Peki ya Amerika Birleşik Devletleri? Orada durum nasıl? Orada nüfus 175 milyondan fazla. Okuma yazma bilmeyen sayısı Türkiye’deki kadar çok fazla değil. ABD’deki halk masalları derlemelerinin tirajları Sovyetler Birliği’ndekilerle kıyas kabul etmez.
Bu Sovyet halkının diğer halklardan folkloru daha fazla sevdiğiyle de açıklanamaz. Bu sadece Sovyet halkının bütün kalbiyle tüm dünya halklarını tanımaya can atmasıyla açıklanabilir. Ayrıca sadece komünizmi inşa eden halklar, diğer halkların masallarda dile getirilen hayallerine bu kadar derin ve içten bir şekilde kulak verebilir: Sosyalist kampın halkları en cesur, inanılmaz hayallerin gerçekleşmesinde büyük başarılara ulaşmadı mı!
Doğal olarak, Sovyet okuru Türk masallarında Türk halk yapıtlarına özgü epeyce şey buluyor. Fakat ona kendi folklorunu hatırlatan çok şey de görüyor. Dünya halklarının masallarındaki öykünün gidişatının benzerliği şaşırtıcıdır. Bence, bu bir tesadüf değildir; bu, “gezici masallardan” değildir. Burada daha derin toplumsal kökler vardır.
Masalların çevirmeni N. Tsvetinoviç’e teşekkür ederim. İşini iyi yapmış. Kitapta sadece köy folklorunu değil, şehir folklorunu da sunduğu için yayıncıya teşekkür ederim. İki bölüme ayrılan kitap (sihirli masallar ve günlük masallar) Türk masalları hakkında daha fazla bilgi edinme olanağı sağlıyor.
Kitabın çizgi film ve dia filmler için mükemmel bir kaynak olabileceğine inanıyorum. Bazı masallar, hiç şüphesiz, çocuk tiyatrolarında ve televizyondaki çocuk programlarında kullanılabilir.
Yediden yetmişe (ne de olsa masallar “karşısında bütün nesillerin boynu kıldan incedir!”[3]) Sovyet okurunun Türk masallarını sevmesini çok istiyorum. O masallarda onun ruhuna yakın çok şey var. Bunları okuduktan sonra çift boyunduruk, milli zalimler ve yabancı emperyalistler, altında ızdırap çeken, iyi ve talihsiz Türk halkını sevecektir.

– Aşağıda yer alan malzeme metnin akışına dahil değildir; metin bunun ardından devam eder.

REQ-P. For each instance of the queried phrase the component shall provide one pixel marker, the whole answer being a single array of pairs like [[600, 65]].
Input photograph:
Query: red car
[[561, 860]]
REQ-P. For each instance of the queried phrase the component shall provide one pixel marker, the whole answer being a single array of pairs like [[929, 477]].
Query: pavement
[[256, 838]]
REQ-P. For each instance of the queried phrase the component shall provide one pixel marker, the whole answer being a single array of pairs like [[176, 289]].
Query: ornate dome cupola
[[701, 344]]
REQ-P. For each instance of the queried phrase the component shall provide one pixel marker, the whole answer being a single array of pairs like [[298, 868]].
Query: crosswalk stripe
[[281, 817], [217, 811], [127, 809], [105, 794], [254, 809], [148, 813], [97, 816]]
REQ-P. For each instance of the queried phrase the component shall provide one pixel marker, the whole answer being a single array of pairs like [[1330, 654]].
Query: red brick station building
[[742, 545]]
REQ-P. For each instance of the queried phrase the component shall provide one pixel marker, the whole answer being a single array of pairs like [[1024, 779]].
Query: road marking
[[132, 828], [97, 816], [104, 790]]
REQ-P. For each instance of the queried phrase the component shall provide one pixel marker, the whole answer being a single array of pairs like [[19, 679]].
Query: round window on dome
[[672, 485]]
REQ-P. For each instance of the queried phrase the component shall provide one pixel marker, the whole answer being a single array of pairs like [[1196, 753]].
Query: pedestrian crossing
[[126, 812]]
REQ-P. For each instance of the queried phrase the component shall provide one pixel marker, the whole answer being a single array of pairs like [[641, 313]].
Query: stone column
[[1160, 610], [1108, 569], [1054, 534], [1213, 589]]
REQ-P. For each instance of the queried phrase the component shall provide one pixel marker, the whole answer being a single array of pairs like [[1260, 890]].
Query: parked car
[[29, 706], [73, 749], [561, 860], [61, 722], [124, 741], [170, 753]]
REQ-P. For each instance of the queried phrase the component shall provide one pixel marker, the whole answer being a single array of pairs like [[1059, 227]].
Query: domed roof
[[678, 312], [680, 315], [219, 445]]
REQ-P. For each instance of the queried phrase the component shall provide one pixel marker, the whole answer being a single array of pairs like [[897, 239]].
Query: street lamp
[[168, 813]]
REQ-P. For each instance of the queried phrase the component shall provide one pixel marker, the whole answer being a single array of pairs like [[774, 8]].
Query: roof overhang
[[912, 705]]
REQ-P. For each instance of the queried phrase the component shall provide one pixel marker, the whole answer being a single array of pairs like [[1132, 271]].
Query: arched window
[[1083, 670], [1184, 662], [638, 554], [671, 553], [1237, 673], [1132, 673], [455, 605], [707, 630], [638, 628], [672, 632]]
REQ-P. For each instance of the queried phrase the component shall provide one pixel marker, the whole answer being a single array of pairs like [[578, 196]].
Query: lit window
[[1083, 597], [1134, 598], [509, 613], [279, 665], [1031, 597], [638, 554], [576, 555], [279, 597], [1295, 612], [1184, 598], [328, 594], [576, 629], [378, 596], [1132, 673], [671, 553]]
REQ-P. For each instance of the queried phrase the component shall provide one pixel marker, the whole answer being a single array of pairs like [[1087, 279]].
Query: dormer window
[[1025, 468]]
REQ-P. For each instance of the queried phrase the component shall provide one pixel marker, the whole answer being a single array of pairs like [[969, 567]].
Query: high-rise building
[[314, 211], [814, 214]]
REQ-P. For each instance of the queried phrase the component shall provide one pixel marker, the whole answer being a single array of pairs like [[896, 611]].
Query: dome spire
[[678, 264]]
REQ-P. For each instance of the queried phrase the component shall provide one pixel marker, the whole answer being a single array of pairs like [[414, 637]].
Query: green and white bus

Türk masalları kitabının harika bir tat ile resimlendirildiği konusunda sessiz kalamayacağım. Kitabın kapağındaki zarif ceylan, hem sadece bir ceylan hem de ceylandan daha fazla bir şey.
[1] Ogonyok, devrim öncesi, Sovyet dönemi ve sonrası çıkmayı sürdüren dergilerden biridir. Toplumsal-siyasal ve edebi-sanatsal konuları ele alan resimli haftalık derginin tirajı, 1974 yılında 2 milyonu, 1990’da 4,6 milyonu bulmuştur.
[2] Turetskie Narodnıe Skazki, Goslitizdat, Moskva, 1959. Kitapta “Padişahın Oğlu”, “İki Kardeş”, “Balıkçının Oğlu”, “Sihirli Gül”, “Çobanın Oğlu”, İskender Bey Masalı”, “Dilrukeş”, “Kız ve At”, “Dervişin Kızı”, “Söylemez Sultan”, “Kadının Kızı”, “Kurnaz Kadın” gibi masallar yer almaktadır.
[3] Nâzım Hikmet, burada A. S. Puşkin’in “Yevgeni Onegin” eserindeki “aşk karşısında bütün nesillerin boynu kıldan incedir” dizesine atıf yapmaktadır. Bu dize, P. İ. Çaykovskiy’in “Yevgeni Onegin” operasında da Gremin’in aryasına girmiştir.